Answer:
a. 192 m/s
b. -17,760 kPa
Step-by-step explanation:
First let's write the flow rate of the liquid, using the following equation:
Q = A*v
Where Q is the flow rate, A is the cross section area of the pipe (A = pi * radius^2) and v is the speed of the liquid. The flow rate in both parts of the pipe (larger radius and smaller radius) needs to be the same, so we have:
a.
A1*v1 = A2*v2
pi * 0.02^2 * 12 = pi * 0.005^2 * v2
v2 = 0.02^2 * 12 / 0.005^2
v2 = 192 m/s
b.
To find the pressure of the other side, we need to use the Bernoulli equation: (600 kPa = 600000 N/m2)

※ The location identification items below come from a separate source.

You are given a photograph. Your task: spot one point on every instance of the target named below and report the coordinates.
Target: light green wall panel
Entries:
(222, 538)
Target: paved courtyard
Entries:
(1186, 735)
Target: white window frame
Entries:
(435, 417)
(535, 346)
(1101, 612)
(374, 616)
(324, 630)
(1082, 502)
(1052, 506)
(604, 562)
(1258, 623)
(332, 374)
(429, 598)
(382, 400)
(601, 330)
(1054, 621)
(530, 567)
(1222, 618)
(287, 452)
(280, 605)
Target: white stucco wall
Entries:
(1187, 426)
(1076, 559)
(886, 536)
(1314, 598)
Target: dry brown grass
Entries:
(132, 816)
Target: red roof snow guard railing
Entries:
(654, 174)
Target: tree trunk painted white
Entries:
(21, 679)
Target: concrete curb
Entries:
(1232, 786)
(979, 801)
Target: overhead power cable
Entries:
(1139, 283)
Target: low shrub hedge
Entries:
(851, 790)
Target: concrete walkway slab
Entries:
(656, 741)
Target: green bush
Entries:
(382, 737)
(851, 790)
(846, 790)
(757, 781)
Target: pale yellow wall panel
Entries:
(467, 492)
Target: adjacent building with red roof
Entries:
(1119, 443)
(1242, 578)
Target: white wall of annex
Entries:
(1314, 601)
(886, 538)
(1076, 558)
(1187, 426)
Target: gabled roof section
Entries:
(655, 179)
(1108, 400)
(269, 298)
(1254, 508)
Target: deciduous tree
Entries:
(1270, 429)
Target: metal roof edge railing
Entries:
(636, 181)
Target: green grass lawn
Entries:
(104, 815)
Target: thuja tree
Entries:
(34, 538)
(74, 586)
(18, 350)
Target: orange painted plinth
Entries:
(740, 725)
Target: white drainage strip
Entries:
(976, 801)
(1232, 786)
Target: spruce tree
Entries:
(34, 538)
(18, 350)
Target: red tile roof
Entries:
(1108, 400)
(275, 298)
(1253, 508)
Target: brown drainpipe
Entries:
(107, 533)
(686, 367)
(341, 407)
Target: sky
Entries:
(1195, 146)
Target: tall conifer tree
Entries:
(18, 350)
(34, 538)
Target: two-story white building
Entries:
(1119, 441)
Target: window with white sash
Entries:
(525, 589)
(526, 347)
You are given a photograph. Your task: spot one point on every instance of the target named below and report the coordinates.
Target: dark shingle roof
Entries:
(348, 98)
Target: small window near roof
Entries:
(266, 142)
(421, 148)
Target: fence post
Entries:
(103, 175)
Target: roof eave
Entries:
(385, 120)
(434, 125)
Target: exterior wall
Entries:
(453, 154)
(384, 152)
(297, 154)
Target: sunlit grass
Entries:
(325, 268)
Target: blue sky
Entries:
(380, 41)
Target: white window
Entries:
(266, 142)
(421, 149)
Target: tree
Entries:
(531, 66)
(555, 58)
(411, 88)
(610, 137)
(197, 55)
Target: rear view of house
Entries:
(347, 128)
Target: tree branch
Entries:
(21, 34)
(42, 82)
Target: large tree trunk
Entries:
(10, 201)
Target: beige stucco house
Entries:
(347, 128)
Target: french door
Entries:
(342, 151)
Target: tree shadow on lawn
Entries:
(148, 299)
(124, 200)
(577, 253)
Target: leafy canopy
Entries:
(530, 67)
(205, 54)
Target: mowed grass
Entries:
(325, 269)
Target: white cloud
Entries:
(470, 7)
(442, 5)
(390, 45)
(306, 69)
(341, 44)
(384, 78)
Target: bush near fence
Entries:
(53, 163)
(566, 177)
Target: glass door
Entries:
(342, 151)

P1 + d1*v1^2/2 = P2 + d1*v2^2/2
Where d1 is the density of the liquid (for water, we have d1 = 1000 kg/m3)
600000 + 1000*12^2/2 = P2 + 1000*192^2/2
P2 = 600000 + 72000 - 1000*192^2/2
P2 = -17760000 N/m2 = -17,760 kPa
The speed in the smaller part of the pipe is too high, the negative pressure in the second part means that the inicial pressure is not enough to maintain this output speed.